FIG. 4 shows a schematic diagram of data flow during fault handling according to an embodiment of the present disclosure;

FIG. 5 shows a block diagram of a fault handling apparatus according to an embodiment of the present disclosure; and is also provided with

Fig. 6 illustrates a block diagram of an exemplary electronic device that can be used to implement embodiments of the present disclosure.

Detailed Description

Exemplary embodiments of the present disclosure are described below in conjunction with the accompanying drawings, which include various details of the embodiments of the present disclosure to facilitate understanding, and should be considered as merely exemplary. Accordingly, one of ordinary skill in the art will recognize that various changes and modifications of the embodiments described herein can be made without departing from the scope of the present disclosure. Also, descriptions of well-known functions and constructions are omitted in the following description for clarity and conciseness.

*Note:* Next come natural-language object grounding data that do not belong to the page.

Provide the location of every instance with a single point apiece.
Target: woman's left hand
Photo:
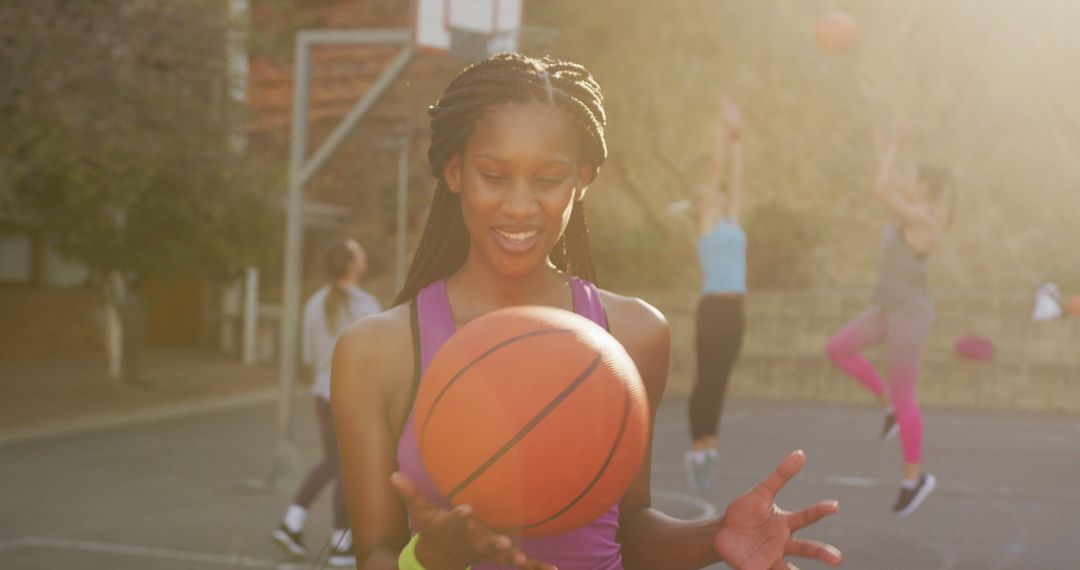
(756, 534)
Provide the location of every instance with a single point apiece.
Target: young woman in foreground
(515, 144)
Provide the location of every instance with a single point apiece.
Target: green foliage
(781, 243)
(130, 170)
(640, 256)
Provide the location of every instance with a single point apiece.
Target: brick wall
(36, 323)
(1036, 366)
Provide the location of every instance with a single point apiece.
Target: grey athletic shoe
(699, 470)
(891, 426)
(910, 499)
(341, 558)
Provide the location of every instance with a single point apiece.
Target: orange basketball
(535, 417)
(1072, 306)
(837, 32)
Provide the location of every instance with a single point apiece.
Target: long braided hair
(503, 78)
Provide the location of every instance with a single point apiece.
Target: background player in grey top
(325, 315)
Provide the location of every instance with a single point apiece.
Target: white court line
(136, 417)
(848, 480)
(11, 543)
(147, 552)
(707, 510)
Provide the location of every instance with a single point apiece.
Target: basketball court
(175, 494)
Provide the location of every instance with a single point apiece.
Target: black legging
(719, 337)
(326, 471)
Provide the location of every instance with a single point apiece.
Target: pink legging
(903, 334)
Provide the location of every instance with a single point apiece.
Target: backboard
(471, 29)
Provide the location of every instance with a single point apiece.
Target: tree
(115, 132)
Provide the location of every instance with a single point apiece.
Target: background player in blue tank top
(721, 249)
(515, 144)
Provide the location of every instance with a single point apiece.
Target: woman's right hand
(453, 540)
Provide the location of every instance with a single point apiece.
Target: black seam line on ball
(607, 462)
(528, 426)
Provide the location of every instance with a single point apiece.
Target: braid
(444, 243)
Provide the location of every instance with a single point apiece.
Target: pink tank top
(590, 547)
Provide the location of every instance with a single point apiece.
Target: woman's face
(518, 176)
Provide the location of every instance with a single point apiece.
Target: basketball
(535, 417)
(837, 32)
(1072, 306)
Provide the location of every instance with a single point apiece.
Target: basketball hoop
(468, 29)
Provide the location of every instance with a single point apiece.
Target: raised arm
(731, 119)
(712, 191)
(886, 191)
(754, 533)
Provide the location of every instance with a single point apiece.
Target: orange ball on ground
(535, 417)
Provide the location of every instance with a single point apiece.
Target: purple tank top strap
(586, 301)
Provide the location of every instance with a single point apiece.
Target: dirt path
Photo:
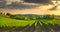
(37, 10)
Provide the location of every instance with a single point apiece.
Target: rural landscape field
(29, 16)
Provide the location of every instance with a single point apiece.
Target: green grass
(7, 22)
(52, 22)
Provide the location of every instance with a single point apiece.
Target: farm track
(33, 28)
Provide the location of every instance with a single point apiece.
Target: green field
(8, 22)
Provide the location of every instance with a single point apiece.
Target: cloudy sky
(36, 9)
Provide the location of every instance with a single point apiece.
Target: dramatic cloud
(38, 1)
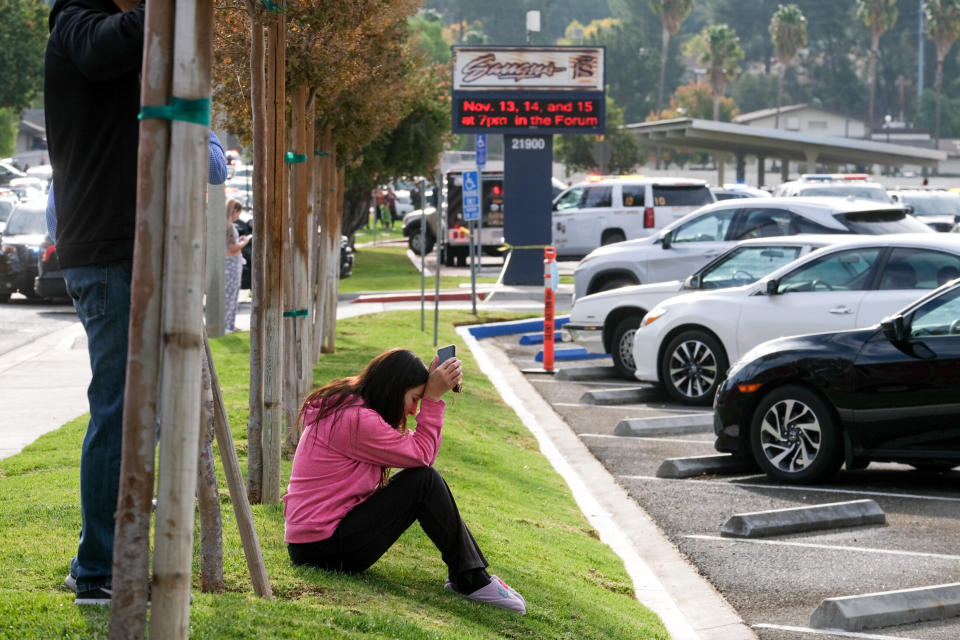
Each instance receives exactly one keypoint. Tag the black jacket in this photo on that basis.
(91, 99)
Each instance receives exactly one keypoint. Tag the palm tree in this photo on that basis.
(879, 16)
(943, 27)
(672, 13)
(788, 28)
(718, 47)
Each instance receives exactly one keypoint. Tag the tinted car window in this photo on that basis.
(919, 269)
(681, 196)
(598, 197)
(938, 317)
(842, 271)
(879, 222)
(633, 195)
(570, 200)
(843, 191)
(706, 228)
(746, 265)
(25, 220)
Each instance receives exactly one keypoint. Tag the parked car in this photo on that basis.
(732, 191)
(23, 241)
(606, 210)
(686, 245)
(687, 341)
(9, 172)
(937, 208)
(608, 320)
(843, 185)
(804, 405)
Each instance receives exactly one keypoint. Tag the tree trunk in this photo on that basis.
(258, 109)
(208, 497)
(182, 328)
(938, 85)
(274, 264)
(131, 550)
(874, 54)
(297, 277)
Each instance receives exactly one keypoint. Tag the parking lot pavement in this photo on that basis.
(775, 583)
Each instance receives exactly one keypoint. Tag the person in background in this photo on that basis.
(233, 270)
(91, 102)
(343, 510)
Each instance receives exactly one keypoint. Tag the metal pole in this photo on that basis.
(473, 266)
(423, 254)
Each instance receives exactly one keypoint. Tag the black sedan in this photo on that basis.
(804, 405)
(23, 244)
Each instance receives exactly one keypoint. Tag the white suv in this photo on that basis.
(604, 210)
(844, 185)
(687, 244)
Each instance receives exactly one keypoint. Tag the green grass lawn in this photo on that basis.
(518, 508)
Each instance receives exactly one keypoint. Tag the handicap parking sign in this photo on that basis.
(471, 195)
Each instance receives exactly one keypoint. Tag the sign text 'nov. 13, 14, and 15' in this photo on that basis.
(482, 114)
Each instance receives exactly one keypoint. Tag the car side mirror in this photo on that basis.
(894, 328)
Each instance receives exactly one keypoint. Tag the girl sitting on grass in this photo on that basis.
(343, 510)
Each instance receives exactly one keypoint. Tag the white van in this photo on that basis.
(603, 210)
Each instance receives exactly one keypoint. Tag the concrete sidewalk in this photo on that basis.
(43, 386)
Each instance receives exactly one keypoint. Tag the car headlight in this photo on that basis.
(653, 315)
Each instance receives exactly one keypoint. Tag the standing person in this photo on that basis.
(343, 510)
(233, 271)
(91, 101)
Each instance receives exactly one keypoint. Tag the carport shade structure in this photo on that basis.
(742, 140)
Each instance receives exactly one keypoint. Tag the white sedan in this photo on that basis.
(687, 342)
(606, 322)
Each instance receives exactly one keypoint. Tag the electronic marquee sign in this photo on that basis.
(528, 90)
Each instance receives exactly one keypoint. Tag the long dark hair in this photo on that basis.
(381, 386)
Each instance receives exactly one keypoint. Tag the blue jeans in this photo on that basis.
(101, 296)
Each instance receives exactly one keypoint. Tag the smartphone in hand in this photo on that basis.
(444, 354)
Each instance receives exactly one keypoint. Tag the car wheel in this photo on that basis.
(612, 236)
(414, 243)
(693, 364)
(621, 346)
(794, 436)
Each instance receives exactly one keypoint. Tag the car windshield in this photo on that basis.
(745, 265)
(863, 192)
(5, 208)
(933, 204)
(26, 220)
(880, 222)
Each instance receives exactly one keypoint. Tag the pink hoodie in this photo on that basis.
(338, 464)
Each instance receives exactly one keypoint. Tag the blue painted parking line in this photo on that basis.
(493, 329)
(572, 353)
(537, 338)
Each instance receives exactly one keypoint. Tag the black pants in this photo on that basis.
(372, 527)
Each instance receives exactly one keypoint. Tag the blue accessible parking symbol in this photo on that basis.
(471, 195)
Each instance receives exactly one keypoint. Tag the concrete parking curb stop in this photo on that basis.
(803, 519)
(703, 465)
(630, 395)
(875, 610)
(586, 373)
(664, 581)
(666, 426)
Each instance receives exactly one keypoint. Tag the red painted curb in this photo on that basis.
(415, 297)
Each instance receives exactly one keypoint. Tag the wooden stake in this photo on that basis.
(182, 328)
(231, 469)
(274, 263)
(259, 110)
(131, 555)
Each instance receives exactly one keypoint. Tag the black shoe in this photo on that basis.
(100, 595)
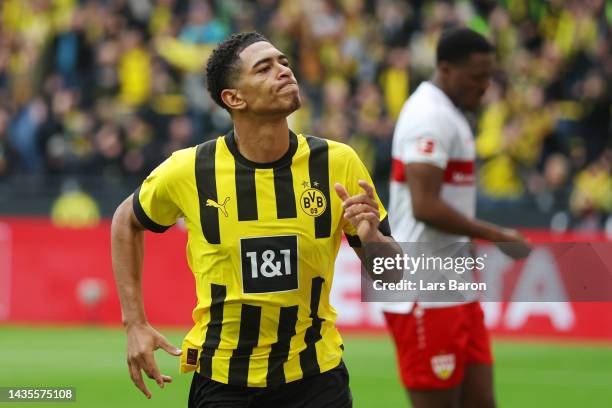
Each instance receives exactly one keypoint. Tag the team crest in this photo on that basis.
(313, 201)
(443, 365)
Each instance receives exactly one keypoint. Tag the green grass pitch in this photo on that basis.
(93, 361)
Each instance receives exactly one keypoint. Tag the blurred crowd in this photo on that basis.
(109, 88)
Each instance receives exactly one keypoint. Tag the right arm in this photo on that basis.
(127, 243)
(425, 182)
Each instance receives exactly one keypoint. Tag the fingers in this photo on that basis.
(360, 199)
(355, 209)
(136, 376)
(341, 191)
(169, 348)
(148, 364)
(367, 188)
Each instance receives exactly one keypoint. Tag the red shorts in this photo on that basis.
(434, 345)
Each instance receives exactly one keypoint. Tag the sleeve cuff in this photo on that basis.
(143, 218)
(383, 227)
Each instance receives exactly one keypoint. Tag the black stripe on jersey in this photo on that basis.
(142, 216)
(213, 331)
(280, 349)
(308, 357)
(383, 227)
(207, 189)
(246, 192)
(318, 168)
(250, 317)
(283, 190)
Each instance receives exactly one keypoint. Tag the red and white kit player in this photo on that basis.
(443, 348)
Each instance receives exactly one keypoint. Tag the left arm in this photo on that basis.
(362, 211)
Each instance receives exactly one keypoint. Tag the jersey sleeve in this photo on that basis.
(356, 171)
(423, 140)
(154, 206)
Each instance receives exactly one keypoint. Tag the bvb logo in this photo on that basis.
(313, 202)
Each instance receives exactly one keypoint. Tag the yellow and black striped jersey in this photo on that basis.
(262, 241)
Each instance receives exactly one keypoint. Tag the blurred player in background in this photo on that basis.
(264, 232)
(443, 348)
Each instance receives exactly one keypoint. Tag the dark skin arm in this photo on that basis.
(127, 241)
(425, 183)
(362, 211)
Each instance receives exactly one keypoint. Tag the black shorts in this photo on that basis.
(327, 390)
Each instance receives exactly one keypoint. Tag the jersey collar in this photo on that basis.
(230, 141)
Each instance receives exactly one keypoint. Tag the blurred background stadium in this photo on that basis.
(95, 93)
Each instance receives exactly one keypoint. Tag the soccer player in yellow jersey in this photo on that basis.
(264, 230)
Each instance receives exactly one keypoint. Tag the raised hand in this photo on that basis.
(361, 210)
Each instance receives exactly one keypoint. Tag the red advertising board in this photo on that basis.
(59, 275)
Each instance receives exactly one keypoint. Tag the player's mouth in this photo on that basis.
(288, 85)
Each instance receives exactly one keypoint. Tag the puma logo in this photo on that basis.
(212, 203)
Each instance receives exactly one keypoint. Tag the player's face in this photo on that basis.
(267, 84)
(470, 79)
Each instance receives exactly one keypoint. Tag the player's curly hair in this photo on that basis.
(457, 44)
(223, 65)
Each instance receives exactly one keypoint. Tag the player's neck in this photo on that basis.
(437, 81)
(262, 142)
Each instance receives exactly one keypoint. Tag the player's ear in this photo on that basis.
(444, 67)
(233, 99)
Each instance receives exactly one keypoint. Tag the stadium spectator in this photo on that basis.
(125, 58)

In the present disclosure, the use of the terms "first," "second," and the like to describe various elements is not intended to limit the positional relationship, timing relationship, or importance relationship of the elements, unless otherwise indicated, and such terms are merely used to distinguish one element from another. In some examples, a first element and a second element may refer to the same instance of the element, and in some cases, they may also refer to different instances based on the description of the context.

The terminology used in the description of the various illustrated examples in this disclosure is for the purpose of describing particular examples only and is not intended to be limiting. Unless the context clearly indicates otherwise, the elements may be one or more if the number of the elements is not specifically limited. Furthermore, the term "and/or" as used in this disclosure encompasses any and all possible combinations of the listed items.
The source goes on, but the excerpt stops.